Nach Hausbau, Scheidungskrieg und Parteipolitik befasst sich der Hamburger Regisseur Dieter Wedel mit der Wirtschaftskrise.

Hamburg. Inmitten von livrierten Kellern, Gucci-Schönheiten und Kilodosen voller Kaviar macht der aufstrebende Immobilienmakler Andy Schroth (Devid Striesow) die Beobachtung: "Die Reichen sind irgendwie anders." Klar, stellt seine Frau lakonisch fest, "sie haben mehr Geld".

Dieser knappe Dialog und die dazugehörige Gartenpartyszene enthält - der Film ist noch keine zehn Minuten alt - bereits das gesamte Überthema von Dieter Wedels Hochstapler-Komödie "Gier": Der Traum der Zu-kurz-Gekommenen nach einem Stückchen schillernder Wirklichkeit, der gar nicht so weit entfernt scheint. Das Gefühl, ein wertvolleres Leben führen zu können, wenn die finanziellen Sorgen nicht wären. Und die sichere Erkenntnis, dass, wer Geld hat, den Takt vorgibt. Wedel beherrscht die Kunst, in wenigen Szenen das große Ganze zu erzählen. Seine Beobachtungen gehen über bloße Abbildungen hinaus, oft sind sie Miniaturen seiner ausufernden Geschichten, die in den fernsehüblichen 90 Minuten nicht zu fassen sind. Seit seinem Durchbruch mit "Einmal im Leben" (1972) über einen Hausbau, der zum Albtraum gerät, beschäftigt sich der Hamburger Regisseur und Autor mit dem, was uns alle angeht und wohl am schwersten in Unterhaltung zu übertragen ist: dem Leben selbst.

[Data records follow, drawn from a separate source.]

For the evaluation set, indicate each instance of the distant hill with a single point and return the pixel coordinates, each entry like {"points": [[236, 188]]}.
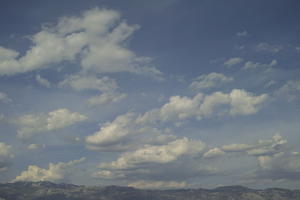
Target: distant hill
{"points": [[52, 191]]}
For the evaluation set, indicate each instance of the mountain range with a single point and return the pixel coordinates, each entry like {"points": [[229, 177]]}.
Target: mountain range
{"points": [[62, 191]]}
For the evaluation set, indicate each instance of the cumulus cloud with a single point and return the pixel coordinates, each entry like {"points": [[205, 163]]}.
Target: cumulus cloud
{"points": [[113, 135], [35, 146], [158, 184], [261, 148], [4, 98], [283, 165], [91, 82], [42, 81], [237, 102], [34, 123], [124, 131], [59, 172], [289, 91], [214, 152], [104, 98], [209, 81], [242, 33], [253, 65], [5, 156], [107, 86], [175, 160], [270, 48], [233, 61], [96, 39], [156, 154]]}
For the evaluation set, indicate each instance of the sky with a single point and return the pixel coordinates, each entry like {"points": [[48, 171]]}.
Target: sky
{"points": [[156, 94]]}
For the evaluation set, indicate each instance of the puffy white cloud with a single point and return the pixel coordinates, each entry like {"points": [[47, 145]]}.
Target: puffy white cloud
{"points": [[113, 135], [96, 38], [270, 48], [158, 184], [242, 33], [253, 65], [156, 154], [289, 91], [5, 156], [4, 98], [214, 152], [237, 102], [126, 132], [233, 61], [104, 98], [236, 147], [81, 82], [103, 84], [35, 146], [42, 81], [209, 81], [283, 165], [59, 172], [54, 120], [118, 135], [261, 148], [175, 160]]}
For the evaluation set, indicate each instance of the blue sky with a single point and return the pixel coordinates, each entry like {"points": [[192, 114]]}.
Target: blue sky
{"points": [[150, 94]]}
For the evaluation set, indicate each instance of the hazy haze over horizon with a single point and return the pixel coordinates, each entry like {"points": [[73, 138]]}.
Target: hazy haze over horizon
{"points": [[150, 94]]}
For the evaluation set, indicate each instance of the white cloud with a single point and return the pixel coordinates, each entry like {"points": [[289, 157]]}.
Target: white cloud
{"points": [[157, 154], [253, 65], [270, 48], [113, 134], [59, 172], [289, 91], [158, 162], [42, 81], [261, 148], [80, 82], [209, 81], [233, 61], [242, 33], [104, 98], [4, 98], [54, 120], [236, 147], [103, 84], [5, 156], [118, 134], [158, 184], [96, 38], [215, 152], [35, 146], [237, 102]]}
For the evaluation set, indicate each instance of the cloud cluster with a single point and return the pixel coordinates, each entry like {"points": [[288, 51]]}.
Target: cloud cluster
{"points": [[59, 172], [275, 159], [209, 81], [175, 160], [237, 102], [158, 184], [105, 85], [5, 156], [252, 65], [233, 61], [4, 98], [289, 91], [42, 81], [269, 48], [36, 123], [96, 39], [119, 134]]}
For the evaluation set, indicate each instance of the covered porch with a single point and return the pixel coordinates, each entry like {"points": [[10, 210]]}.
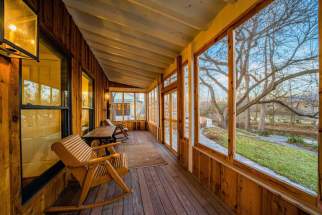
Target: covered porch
{"points": [[189, 107]]}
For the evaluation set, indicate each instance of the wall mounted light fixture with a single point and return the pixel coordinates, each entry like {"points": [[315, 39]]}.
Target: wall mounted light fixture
{"points": [[18, 30]]}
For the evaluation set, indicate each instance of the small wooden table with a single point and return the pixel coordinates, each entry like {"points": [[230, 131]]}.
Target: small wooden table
{"points": [[101, 133]]}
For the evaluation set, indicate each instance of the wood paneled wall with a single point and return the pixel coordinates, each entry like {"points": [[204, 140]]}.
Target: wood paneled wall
{"points": [[58, 25], [155, 130], [246, 195], [133, 125]]}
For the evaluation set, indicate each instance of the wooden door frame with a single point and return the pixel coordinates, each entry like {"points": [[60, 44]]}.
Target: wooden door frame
{"points": [[169, 146]]}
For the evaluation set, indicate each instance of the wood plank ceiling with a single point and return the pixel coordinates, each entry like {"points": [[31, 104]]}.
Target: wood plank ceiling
{"points": [[136, 40]]}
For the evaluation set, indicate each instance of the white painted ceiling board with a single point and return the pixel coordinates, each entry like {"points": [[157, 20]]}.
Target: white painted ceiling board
{"points": [[136, 40]]}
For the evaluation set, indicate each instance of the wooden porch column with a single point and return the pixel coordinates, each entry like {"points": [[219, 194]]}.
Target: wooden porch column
{"points": [[180, 105]]}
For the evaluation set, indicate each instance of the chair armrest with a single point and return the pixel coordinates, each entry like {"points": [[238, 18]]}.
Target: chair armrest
{"points": [[96, 161], [106, 146]]}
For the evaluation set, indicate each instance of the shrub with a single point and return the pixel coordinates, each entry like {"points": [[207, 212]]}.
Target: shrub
{"points": [[263, 133], [296, 140]]}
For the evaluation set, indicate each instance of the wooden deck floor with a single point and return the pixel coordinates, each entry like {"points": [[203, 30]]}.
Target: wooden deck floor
{"points": [[164, 189]]}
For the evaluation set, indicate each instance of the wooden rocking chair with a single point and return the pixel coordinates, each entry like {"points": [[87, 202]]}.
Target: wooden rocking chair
{"points": [[91, 170]]}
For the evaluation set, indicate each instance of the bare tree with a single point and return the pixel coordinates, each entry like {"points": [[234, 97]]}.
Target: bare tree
{"points": [[275, 49]]}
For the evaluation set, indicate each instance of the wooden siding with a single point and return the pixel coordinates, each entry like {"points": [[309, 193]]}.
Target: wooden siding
{"points": [[245, 194], [58, 25]]}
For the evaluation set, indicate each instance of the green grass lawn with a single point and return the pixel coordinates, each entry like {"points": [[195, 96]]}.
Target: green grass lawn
{"points": [[298, 165]]}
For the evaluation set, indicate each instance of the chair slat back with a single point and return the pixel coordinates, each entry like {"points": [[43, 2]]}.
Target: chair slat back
{"points": [[72, 150], [109, 122]]}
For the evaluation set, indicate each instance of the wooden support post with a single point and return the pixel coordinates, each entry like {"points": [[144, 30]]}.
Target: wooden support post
{"points": [[231, 98], [320, 104], [196, 99], [161, 108], [180, 106]]}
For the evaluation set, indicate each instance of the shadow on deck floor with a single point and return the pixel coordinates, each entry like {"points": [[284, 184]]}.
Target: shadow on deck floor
{"points": [[162, 189]]}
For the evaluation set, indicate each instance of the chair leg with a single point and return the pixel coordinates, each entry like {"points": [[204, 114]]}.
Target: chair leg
{"points": [[86, 185]]}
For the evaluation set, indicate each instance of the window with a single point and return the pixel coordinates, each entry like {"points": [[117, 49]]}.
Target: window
{"points": [[171, 79], [186, 100], [117, 107], [127, 106], [140, 106], [87, 103], [213, 85], [153, 106], [44, 116], [277, 93]]}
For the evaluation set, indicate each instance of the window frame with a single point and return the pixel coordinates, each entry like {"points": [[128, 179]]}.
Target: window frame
{"points": [[66, 119], [134, 102], [189, 87], [230, 160], [91, 114], [153, 106]]}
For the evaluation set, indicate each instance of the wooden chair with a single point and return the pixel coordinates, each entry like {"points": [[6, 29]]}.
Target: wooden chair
{"points": [[120, 129], [91, 170]]}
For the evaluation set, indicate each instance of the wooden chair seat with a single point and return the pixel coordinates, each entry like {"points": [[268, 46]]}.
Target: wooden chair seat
{"points": [[90, 170]]}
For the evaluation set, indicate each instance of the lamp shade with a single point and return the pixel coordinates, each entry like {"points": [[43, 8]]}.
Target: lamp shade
{"points": [[19, 30]]}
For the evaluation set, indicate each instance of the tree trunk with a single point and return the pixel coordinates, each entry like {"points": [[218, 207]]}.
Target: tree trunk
{"points": [[262, 113], [224, 119]]}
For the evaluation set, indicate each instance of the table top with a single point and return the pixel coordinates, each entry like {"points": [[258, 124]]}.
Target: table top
{"points": [[101, 132]]}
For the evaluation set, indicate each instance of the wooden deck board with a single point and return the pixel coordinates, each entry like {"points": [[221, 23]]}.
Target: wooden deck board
{"points": [[165, 189]]}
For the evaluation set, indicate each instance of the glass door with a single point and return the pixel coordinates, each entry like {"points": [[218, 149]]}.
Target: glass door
{"points": [[174, 127], [170, 121]]}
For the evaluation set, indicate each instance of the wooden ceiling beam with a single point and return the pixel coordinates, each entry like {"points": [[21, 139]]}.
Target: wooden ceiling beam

Im ZDF-Sechsteiler "Die Affäre Semmeling" (2002) hat er sich der Parteipolitik gewidmet - und gleichzeitig eine Betrachtung über das Älterwerden mitgeliefert; das Scheidungsdrama "Papa und Mama" (2005) ist eine Reflexion darüber, was eine glückliche Beziehung ausmacht. In all den Filmen ging es unterschwellig immer um eins: Geld. So gesehen ist "Gier" denn auch ein konsequenter Schritt in der wedelschen Karriere - und wird ausgelegt als aktueller Kommentar zur Wirtschaftskrise, der zeigt, dass Spielen und Zocken (und Verlieren) in der Natur des Menschen liegt. "Frei nach wahren Begebenheiten" heißt es im Vorspann.

"Reichtum ist wie Meerwasser: Je mehr man davon trinkt, desto durstiger wird man", sagt der Selfmademan und Anlagespezialist Dieter Glanz (Ulrich Tukur) anfangs breit lachend, als er noch nicht als Betrüger entlarvt ist und seine Anhänger sich an seinen Heilsversprechungen laben wie Fastende an der ersten Mahlzeit. Angelehnt ist die Glanz-Figur an den verurteilten Hochstapler Jürgen Harksen, der vermögende Privatanleger mit Renditeversprechungen von bis zu 1300 Prozent köderte. Wedel hat, wie es seiner Arbeitsweise entspricht, rund zwei Jahre für seinen Zweiteiler recherchiert, mit Betrügern (allen voran Harksen), Bankangestellten und Opfern gesprochen. Für "Die Affäre Semmeling" saß er bei Ministerpräsidenten, Steuerfahndern und Unternehmern. Nahe an der Realität bleiben, dramaturgische Kniffe und Verfremdungen sind unerlässlich, heißt seine Maxime.

Wedels Blick auf die Welt ist ein skeptischer, gleichwohl gerät die filmische Umsetzung überaus spielerisch; der Ton, den er anschlägt, ist voll beißender Ironie. Gerade reiche Menschen, plaudert der joviale Glanz in einer Szene aus, halten einen Scheck immer noch ein wenig fest, bevor sie ihn aus der Hand geben. So, als hätten sie Angst davor, ihn loszulassen. Je reicher, desto geiziger, auch davon erzählt "Gier". Genauso wie davon, wie sehr Geld zum Teil der Persönlichkeit wird. Dieter Wedel sagt uns in seinem Film auch, wie unsere Gesellschaft funktioniert.

Die ARD zeigt "Gier" Mittwoch, 21., und Donnerstag, 22. Januar, um 20.15 Uhr.